Stunting levels in Laos remain a public health concern even without a lockdown, but the recent restrictions on movement and difficulties in obtaining food during the Covid-19 outbreak have exacerbated the situation, nutrition experts say.
A recent Covid-19 impact survey on food security and agriculture, conducted by the World Food Programme and the Food and Agriculture Organisation, indicates that about one-third of respondents felt a negative change regarding food consumption.
Most of those surveyed said they were unable to consume all food groups due to price increases and the reduced availability of meat in markets.
Where healthy options are few, a newer problem is the prevalence of unhealthy snack foods and beverages, which are high in sugar, fat and salt and have low nutrition density.
The consumption of these packaged foods appeals to both children and adults for their convenience, low cost, long shelf life, and taste. But consumption of these foods not only increases rates of obesity in both adults and children, it also impacts children’s consumption of nutritious and diverse foods.

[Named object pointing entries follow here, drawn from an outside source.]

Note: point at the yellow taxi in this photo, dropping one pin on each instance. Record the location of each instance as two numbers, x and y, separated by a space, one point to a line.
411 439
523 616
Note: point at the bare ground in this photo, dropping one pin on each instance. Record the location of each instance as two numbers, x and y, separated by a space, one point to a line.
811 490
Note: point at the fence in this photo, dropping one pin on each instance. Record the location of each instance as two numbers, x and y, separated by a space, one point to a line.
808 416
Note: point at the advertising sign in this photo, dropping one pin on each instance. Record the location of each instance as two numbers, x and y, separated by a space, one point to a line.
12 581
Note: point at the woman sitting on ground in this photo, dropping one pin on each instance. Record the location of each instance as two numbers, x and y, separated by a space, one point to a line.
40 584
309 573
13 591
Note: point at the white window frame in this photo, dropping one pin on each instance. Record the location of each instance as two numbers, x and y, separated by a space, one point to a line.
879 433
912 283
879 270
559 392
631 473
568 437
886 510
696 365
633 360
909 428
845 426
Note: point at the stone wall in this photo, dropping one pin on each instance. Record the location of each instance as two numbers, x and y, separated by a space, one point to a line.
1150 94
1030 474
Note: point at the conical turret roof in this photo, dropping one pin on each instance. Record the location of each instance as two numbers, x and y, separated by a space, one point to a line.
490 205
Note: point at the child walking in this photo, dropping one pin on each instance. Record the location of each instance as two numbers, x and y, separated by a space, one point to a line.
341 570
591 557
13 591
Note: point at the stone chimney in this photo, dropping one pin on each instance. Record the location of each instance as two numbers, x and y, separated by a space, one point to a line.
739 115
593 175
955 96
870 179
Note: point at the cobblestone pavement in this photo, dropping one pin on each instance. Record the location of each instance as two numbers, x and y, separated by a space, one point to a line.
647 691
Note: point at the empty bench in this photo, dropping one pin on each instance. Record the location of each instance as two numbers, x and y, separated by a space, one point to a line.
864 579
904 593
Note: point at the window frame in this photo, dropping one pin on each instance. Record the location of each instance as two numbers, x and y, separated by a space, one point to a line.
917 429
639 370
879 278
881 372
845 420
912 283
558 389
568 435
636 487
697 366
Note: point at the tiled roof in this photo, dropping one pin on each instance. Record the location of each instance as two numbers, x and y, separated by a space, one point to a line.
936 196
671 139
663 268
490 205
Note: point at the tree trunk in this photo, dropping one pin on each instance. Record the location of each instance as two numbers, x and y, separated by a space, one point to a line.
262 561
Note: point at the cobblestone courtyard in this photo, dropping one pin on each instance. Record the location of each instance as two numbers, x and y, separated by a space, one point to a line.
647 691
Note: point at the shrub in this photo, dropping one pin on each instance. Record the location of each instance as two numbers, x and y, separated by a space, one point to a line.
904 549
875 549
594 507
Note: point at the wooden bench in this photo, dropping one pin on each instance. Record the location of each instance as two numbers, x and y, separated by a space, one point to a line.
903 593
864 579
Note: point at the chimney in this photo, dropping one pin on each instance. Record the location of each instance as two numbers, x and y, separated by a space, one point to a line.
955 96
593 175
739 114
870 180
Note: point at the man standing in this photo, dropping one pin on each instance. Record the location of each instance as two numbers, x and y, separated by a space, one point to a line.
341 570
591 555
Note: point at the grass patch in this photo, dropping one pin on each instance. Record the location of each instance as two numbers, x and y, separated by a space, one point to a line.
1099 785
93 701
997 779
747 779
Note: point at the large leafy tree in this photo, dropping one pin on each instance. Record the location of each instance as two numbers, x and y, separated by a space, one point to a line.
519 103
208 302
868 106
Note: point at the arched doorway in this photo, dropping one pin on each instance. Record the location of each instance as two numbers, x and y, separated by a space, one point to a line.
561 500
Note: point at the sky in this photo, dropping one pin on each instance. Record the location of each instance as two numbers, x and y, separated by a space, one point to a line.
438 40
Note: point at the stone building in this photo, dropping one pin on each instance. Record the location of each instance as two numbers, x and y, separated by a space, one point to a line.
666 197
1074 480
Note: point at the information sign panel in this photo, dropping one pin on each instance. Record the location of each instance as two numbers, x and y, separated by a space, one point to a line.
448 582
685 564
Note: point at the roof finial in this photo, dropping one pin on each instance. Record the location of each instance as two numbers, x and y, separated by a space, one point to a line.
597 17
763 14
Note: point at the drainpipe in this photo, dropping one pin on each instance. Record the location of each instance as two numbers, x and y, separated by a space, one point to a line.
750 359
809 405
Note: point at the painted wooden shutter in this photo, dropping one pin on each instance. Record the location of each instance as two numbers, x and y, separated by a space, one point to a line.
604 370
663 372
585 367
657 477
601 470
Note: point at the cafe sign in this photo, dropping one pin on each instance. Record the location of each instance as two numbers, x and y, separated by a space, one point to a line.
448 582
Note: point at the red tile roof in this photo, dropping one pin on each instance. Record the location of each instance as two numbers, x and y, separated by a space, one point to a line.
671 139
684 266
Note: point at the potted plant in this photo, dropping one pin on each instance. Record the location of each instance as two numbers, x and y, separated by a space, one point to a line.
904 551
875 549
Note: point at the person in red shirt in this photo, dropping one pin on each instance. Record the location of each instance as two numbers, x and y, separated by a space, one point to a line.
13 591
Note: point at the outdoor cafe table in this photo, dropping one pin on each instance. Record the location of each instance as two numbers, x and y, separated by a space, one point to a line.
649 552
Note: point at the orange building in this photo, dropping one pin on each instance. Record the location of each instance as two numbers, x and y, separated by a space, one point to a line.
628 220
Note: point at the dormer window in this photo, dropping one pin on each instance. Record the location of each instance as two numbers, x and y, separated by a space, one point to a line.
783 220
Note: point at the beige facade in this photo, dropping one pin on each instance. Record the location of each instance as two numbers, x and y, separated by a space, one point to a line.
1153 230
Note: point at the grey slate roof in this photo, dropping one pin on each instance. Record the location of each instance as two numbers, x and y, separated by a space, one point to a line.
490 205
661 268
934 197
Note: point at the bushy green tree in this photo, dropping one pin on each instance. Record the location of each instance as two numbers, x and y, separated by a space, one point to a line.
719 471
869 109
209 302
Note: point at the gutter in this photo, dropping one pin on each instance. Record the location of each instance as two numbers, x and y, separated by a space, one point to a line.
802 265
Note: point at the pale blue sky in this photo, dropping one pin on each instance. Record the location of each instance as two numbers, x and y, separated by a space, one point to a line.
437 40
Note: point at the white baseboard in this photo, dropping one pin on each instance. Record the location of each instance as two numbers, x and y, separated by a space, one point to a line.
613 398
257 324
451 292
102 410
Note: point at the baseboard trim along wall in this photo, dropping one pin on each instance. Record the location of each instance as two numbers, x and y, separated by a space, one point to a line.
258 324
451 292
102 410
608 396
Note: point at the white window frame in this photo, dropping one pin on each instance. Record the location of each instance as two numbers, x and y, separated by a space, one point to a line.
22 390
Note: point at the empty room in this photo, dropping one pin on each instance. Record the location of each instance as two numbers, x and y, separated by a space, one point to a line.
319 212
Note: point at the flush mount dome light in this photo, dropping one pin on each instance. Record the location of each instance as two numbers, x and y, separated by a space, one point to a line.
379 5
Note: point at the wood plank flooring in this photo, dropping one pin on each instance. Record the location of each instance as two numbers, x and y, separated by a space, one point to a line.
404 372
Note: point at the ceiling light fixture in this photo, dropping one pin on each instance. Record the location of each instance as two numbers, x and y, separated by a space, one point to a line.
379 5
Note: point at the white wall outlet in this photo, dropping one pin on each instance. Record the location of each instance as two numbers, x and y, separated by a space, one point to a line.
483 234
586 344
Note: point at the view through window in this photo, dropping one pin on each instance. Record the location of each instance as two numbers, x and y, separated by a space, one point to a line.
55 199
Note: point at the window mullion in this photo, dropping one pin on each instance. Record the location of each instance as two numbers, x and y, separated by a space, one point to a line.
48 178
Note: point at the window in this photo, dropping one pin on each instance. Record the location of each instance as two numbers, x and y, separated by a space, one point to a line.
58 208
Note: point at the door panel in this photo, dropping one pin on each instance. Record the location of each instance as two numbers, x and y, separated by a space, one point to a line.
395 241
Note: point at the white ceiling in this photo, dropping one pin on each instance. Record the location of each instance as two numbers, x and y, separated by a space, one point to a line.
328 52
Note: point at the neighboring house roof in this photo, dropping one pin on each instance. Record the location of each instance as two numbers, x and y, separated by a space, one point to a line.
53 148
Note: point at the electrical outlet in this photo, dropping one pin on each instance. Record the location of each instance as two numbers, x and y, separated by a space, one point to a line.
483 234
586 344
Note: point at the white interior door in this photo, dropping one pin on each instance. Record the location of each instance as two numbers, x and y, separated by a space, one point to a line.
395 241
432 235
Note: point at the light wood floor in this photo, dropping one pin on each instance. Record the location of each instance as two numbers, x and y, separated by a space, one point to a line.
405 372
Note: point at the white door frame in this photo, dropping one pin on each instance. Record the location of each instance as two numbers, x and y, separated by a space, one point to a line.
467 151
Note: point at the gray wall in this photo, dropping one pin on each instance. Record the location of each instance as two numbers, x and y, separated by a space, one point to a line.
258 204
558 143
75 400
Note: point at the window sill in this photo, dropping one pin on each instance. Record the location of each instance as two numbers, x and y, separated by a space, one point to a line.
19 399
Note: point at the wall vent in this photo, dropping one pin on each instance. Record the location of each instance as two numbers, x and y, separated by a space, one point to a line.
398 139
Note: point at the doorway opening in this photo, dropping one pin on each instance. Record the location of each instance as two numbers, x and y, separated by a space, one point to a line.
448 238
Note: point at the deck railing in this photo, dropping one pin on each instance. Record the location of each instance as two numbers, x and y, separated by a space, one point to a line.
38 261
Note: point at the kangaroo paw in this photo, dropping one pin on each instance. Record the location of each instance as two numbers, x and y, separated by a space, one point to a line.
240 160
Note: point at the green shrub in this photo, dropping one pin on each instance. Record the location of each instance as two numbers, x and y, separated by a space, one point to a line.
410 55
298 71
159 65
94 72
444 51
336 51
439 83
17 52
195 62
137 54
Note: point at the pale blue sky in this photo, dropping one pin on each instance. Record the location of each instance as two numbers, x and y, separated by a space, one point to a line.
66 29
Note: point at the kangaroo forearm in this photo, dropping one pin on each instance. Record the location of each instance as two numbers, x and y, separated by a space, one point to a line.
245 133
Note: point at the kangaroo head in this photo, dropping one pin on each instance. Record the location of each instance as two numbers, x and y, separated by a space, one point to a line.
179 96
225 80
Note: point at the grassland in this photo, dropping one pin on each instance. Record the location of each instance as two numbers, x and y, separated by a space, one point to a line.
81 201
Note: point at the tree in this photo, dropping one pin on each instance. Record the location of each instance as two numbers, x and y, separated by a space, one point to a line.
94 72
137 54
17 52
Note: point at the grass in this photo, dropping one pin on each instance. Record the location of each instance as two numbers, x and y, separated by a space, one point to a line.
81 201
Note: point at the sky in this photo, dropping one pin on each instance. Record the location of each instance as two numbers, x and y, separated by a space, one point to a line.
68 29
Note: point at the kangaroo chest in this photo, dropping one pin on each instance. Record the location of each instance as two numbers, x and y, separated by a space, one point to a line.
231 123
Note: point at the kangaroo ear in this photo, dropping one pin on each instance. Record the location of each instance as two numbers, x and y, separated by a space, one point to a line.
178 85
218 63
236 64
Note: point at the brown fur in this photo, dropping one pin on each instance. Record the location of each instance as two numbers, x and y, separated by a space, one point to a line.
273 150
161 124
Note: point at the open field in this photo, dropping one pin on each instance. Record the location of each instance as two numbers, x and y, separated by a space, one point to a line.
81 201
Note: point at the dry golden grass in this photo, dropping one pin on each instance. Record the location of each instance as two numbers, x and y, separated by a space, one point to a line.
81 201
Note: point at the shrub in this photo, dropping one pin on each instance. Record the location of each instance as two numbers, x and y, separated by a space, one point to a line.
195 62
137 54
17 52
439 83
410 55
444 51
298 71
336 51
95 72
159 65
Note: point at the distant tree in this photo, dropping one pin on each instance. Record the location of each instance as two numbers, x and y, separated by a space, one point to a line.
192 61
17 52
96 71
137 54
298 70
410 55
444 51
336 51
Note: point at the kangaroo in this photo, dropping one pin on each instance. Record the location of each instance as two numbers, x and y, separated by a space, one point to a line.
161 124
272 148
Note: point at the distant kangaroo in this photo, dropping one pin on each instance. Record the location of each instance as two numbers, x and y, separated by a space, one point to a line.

With Covid-19 posing additional challenges, protecting the immunity of children is more important than ever.
A nutritious diet is key to the development of a good immune system, which includes breastfeeding up to two years of age, nutritious, regular and diverse meals and snacks with lots of fruit and vegetables, the avoidance of processed and packaged foods, and sufficient water intake.
The UN Children’s Fund (UNICEF) said Covid-19 has impacted the way families eat, especially during the lockdown period.
The development of a strong immune system in children through the consumption of healthy food is crucial to fend off health risks.
The World Food Programme and UNICEF are warning of a silent hunger pandemic that may drive an additional 130 million people globally into severe hunger due to the fallout from Covid-19.
Families who are already poor or on the brink of poverty, and whose nutrition status is often concerning, are at the forefront of this danger. Children, because of their dependency on others for food and care, must be the focus in times of a global pandemic when everyone is impacted.
The Global Hunger Index 2019 places Laos in the serious category, at 87 out of 117 qualifying countries. Although the country has made significant progress in all its nutrition markers, much work remains to be done.
In Laos, more than half of children under six months are not exclusively breastfed, and more than two-thirds of children under two years of age are not meeting the minimum dietary standards in terms of meal frequency, quality and diversity.
One in three children between the ages of six months and five years is likely to be impaired in growth, with reduced learning capacities and cognitive abilities, leading to reduced life potential. In some provinces, the rate goes above the 50 per cent mark.
The national wasting level hovers around nine per cent, and signals insufficient food intake or severe illness.